Tell us a bit about the training process of a wild caught bird. Just amazing.
First and foremost i guess you have to realized that the birds live revolves around the acquisition of food. They are smarter then we give them credit for. Wild caught birds always remain wild and birds that are reared as imprints are more difficult to hunt with but ultimately can lead to better hunting partner but an imprint can never be released into the wild. When you capture the bird they are on the defensive they flare up their wings and you have to restrain them and attach their equipment while they are hooded and wrapped in restraining blanket. Your first step is to man him basically a falconry term for tame. after lets say 2-3 days of having that bird on you gloves for hours on end he calms down and starts to realize you might not eat him. Afterwards you attempt to feed him off the glove they are very secretive when hunting and consuming a meal, in the wild getting careless can get them killed by another bird of prey so for them to bend and take food is a big step they are hungry and their weight drops remember everything they do revolves around food. when they take food you can start the training process. You must be diligent and log their weight and note reactions once he eats of the glove and is manned you start him at a foot or 2 and make him jump to the fist monitoring his reaction and weight.
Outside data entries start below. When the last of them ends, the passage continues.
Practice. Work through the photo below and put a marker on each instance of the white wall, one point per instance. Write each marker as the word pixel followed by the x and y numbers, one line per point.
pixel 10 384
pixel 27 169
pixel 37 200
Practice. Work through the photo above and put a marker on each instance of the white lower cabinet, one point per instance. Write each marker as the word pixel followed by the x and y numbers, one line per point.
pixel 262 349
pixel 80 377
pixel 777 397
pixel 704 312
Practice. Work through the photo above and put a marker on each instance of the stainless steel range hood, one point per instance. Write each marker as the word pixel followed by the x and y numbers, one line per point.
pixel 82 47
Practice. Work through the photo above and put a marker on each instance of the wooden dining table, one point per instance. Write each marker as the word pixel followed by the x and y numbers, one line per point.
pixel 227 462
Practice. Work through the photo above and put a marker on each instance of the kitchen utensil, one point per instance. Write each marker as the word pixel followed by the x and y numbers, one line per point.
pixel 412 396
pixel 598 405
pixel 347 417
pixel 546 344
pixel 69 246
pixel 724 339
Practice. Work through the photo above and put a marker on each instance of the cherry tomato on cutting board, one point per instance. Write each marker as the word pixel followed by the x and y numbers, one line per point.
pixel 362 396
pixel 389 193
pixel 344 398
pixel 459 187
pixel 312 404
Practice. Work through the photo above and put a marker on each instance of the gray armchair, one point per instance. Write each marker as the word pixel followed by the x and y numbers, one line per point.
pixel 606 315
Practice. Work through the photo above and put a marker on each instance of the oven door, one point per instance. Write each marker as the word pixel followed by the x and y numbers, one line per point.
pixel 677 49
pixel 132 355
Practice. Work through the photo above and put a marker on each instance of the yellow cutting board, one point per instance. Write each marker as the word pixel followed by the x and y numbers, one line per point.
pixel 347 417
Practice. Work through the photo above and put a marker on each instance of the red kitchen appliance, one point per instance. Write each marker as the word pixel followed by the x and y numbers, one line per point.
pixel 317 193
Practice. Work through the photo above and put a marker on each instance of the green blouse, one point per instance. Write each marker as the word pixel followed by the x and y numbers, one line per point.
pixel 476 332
The goal is to have him coming 50 yards on a line instantly when he is doing that without hesitation and you have a good idea of what is his best reaction weight. then you are ready to free fly him. then afterwards you take him were you can present game to them. They quickly realize that you flush game towards them and you are not starving them remember if you this they lose condition and will not have the energy to hunt. the goal of the weight management is to have field control without it you have an unresponsive bird.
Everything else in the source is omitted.